Twelve years ago, I left behind a life and career in New York City to move full time to our farm in rural Bucks County, Pennsylvania, a new career, and a calmer, "greener" existence. Planting and gardening, animals and wildlife, building and repairing, harvesting and cooking, writing and lecturing, joy and contentment are all integral parts of this wonderful new existence. It has been a revelation to me, and one I would not only like to share with you but urge you towards. I look forward to your comments.

Thursday, July 16, 2009

A BRIEF HISTORY

I have been working on a history of the farm and gardens for the past few months and thought, this month, i would share a bit of it with you. For those of you unfamiliar with Bucks County, we are a place unusually rich in American history, having been settled in the 17th Century by immigrants from Europe even in advance of the arrival of William Penn in 1682. Our little town, Wrightstown, was first incorporated in 1692 and, by 1787, was a flourishing little township of 4 peaceable hamlets, 364 inhabitants, and 58 handsome, stone dwellings.



Ours, situated in a little valley about a mile east of Wrightstown center, was begun by William Warner, one of Wrightstown’s earliest settlers, who purchased the land from William Penn in 1690, but is believed to have immigrated from Blockley in England, where he was a captain in the service of Oliver Cromwell, as early as 1658. William was a member of the first assembly of Pennsylvania, and both the local deputy sheriff and justice of the peace.
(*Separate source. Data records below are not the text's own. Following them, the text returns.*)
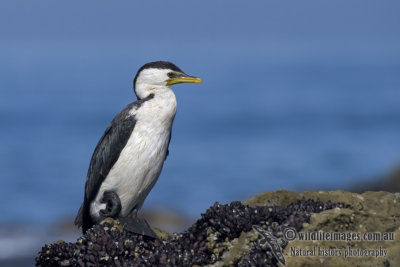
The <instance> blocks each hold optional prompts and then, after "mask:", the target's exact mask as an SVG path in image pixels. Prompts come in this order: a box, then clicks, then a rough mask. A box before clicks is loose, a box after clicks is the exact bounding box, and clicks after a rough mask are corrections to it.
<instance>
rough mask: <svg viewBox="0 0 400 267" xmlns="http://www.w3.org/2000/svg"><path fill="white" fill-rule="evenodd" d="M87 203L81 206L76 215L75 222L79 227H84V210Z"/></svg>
mask: <svg viewBox="0 0 400 267" xmlns="http://www.w3.org/2000/svg"><path fill="white" fill-rule="evenodd" d="M84 205H85V203H82V205H81V207H80V208H79V211H78V214H77V215H76V218H75V221H74V224H75V225H76V226H78V227H79V228H80V227H82V223H83V210H84Z"/></svg>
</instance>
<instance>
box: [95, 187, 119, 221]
mask: <svg viewBox="0 0 400 267" xmlns="http://www.w3.org/2000/svg"><path fill="white" fill-rule="evenodd" d="M101 203H105V204H106V208H105V209H102V210H100V212H99V213H100V215H101V216H102V217H103V218H106V217H112V218H116V217H118V215H119V213H120V212H121V200H120V199H119V197H118V195H117V193H115V192H114V191H105V192H104V194H103V198H102V200H101Z"/></svg>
Although a primitive timber dwelling clearly existed prior to the present stone one, the earliest part of our house, a modest stone cabin: one room up, one down, was completed in 1723.
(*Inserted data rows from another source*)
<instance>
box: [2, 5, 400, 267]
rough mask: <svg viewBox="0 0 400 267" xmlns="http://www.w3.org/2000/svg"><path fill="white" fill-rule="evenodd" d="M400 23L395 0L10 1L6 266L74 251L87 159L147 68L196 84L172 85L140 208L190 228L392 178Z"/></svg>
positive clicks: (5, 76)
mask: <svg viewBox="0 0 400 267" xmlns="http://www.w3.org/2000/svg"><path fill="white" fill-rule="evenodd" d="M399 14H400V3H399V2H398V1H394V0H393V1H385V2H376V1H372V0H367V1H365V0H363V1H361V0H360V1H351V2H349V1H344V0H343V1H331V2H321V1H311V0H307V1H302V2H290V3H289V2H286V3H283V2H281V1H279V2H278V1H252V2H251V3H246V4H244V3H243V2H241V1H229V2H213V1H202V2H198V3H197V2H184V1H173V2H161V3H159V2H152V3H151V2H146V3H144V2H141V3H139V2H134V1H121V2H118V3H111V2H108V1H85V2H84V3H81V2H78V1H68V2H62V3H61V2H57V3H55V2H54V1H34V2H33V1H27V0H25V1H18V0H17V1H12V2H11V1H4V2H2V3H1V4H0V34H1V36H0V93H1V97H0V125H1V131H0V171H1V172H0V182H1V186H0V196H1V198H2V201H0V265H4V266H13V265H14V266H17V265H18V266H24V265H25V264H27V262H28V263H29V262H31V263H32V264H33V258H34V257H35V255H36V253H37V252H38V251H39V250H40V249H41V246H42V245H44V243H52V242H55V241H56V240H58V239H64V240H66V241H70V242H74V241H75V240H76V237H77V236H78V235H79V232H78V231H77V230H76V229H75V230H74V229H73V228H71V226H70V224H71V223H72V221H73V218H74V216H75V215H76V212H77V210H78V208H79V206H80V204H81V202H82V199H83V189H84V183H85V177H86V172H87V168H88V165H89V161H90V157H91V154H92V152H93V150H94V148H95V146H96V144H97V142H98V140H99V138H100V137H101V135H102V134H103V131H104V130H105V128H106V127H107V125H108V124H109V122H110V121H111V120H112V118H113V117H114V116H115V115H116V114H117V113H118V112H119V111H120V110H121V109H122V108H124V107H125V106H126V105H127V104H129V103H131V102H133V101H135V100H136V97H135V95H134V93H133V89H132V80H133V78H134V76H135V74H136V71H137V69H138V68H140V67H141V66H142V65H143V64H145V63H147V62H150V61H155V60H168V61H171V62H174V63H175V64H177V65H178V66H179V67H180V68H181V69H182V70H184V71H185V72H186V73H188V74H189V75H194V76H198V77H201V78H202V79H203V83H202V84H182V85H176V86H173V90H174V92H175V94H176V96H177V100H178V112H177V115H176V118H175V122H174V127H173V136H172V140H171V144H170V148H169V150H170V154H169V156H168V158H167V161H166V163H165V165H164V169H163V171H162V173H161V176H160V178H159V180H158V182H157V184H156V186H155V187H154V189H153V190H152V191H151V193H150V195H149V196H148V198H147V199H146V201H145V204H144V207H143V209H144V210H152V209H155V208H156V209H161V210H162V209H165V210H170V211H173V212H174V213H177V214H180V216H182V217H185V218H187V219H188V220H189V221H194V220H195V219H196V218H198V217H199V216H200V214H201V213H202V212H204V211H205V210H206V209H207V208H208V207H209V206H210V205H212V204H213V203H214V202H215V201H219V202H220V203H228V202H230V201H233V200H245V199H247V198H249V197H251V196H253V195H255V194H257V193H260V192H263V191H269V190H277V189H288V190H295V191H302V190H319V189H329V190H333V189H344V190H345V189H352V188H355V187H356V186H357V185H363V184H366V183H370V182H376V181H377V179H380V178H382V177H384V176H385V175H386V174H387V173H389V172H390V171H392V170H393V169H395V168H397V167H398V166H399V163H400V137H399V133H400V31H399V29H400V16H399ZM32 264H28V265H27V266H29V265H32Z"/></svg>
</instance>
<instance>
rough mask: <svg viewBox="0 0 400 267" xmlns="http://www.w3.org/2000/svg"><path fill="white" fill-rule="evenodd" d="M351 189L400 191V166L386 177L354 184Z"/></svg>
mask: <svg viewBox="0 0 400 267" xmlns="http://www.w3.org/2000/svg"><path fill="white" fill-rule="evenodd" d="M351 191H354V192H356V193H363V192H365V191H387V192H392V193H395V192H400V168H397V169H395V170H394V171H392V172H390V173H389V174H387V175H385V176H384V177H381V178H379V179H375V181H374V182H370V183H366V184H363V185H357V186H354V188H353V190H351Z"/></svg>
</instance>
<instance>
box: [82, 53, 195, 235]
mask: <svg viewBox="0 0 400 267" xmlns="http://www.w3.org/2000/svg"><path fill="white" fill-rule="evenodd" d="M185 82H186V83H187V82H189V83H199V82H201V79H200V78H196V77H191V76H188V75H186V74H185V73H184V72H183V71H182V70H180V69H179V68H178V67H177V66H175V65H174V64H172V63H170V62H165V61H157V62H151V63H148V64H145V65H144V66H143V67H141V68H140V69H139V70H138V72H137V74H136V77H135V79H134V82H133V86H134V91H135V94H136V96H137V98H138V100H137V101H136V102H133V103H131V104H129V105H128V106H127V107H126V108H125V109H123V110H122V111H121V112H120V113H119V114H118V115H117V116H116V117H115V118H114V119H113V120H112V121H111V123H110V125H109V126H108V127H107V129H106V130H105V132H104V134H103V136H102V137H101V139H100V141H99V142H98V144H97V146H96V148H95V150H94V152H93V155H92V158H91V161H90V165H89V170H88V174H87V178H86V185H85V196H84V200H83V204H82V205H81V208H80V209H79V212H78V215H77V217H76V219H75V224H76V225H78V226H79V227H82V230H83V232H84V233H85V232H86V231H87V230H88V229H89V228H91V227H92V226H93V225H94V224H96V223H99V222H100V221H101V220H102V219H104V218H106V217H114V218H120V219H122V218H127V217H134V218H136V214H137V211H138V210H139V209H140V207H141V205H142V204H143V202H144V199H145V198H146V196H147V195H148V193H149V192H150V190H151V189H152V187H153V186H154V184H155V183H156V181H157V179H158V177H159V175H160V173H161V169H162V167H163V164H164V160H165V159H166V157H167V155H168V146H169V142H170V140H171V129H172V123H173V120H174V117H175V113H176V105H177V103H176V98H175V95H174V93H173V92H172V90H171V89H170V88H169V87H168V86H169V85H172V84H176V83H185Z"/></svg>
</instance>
The second section of the house was built in 1746 by David Daws, the Wrightstown Quaker minister, who purchased 115 acres of William Warner’s tract, including the rudimentary house. This section was approximately twice as big as the earlier one, with a real second floor and attic, wide plank floors, and ammunition drawers under the north and south facing windows. Tragically, David Daws died a brief two years later, thereupon leaving the property to his daughter Elizabeth, who subsequently married John Warner, the boy next door and grandson of William, happily reuniting the parcels and reestablishing the original Warner acreage. By 1770, the recombined property was a substantial holding of 300 acres known locally as “Warnerland”.



In 1793, when the end of the American Revolution had restored peace and prosperity to the region, Isaiah Warner, son of John and Elizabeth, built the third and final section of the house. It is a courtly box of a stone dwelling, joined to the others like the biggest block in a row of three, with impressive cornerstones and a fine paneled parlor stained “original blue” with essence of blueberry. The "Isaiah Warner House" was added to the National Register of Historic Places in 2004.



It was in the 19th Century that the Warners married into the local Thompson family, who had established one of the first, big grain mills on nearby Pidcock Creek in the hamlet of Wycombe. It was then that the road from house to mill was named “Thompson’s Mill Road”. The amalgamated Warner/Thompson clan ran the mill in Wycombe and farmed their property right into the 20th Century, their cleared acreage being given over to dairy herds and corn.



Around 1860, when the prosperity signaling the end of the Civil War again revitalized the region, two immense dairy barns were constructed on the farm, then outbuildings for storing the milk, carriage and equipment sheds, and a corncrib for the storage of winter sustenance for the herds. At the back of the house, across little Fire Creek, a small holding pond was built to keep the big canisters of milk cool in hot weather, as well as a stone icehouse.



And so the family of farmers and millers and devote Quakers of sound fortune prospered until 1918, when the last of the Warners to inhabit the property was forced to sell the historic homestead. By 1933, as the Great Depression tore through the solvency of the district, the fortunes of "Warnerland" hit rock bottom, and the property, by then so derelict it was known locally as “Skunk Hollow”, was sold at sheriff’s sale for $370.91. The former Warner seat continued its slow, poignant decline into disrepair, until 1980, when, by then reduced to a scant 15 acres, we, guided by what was surely blind providence, chanced upon it.



We began the resuscitation of the farm, the initiation of the gardens,and the acquisition of what now constitutes 100 of "Warnerland's" original 300 acres that same year. And the rest, as they say, is history.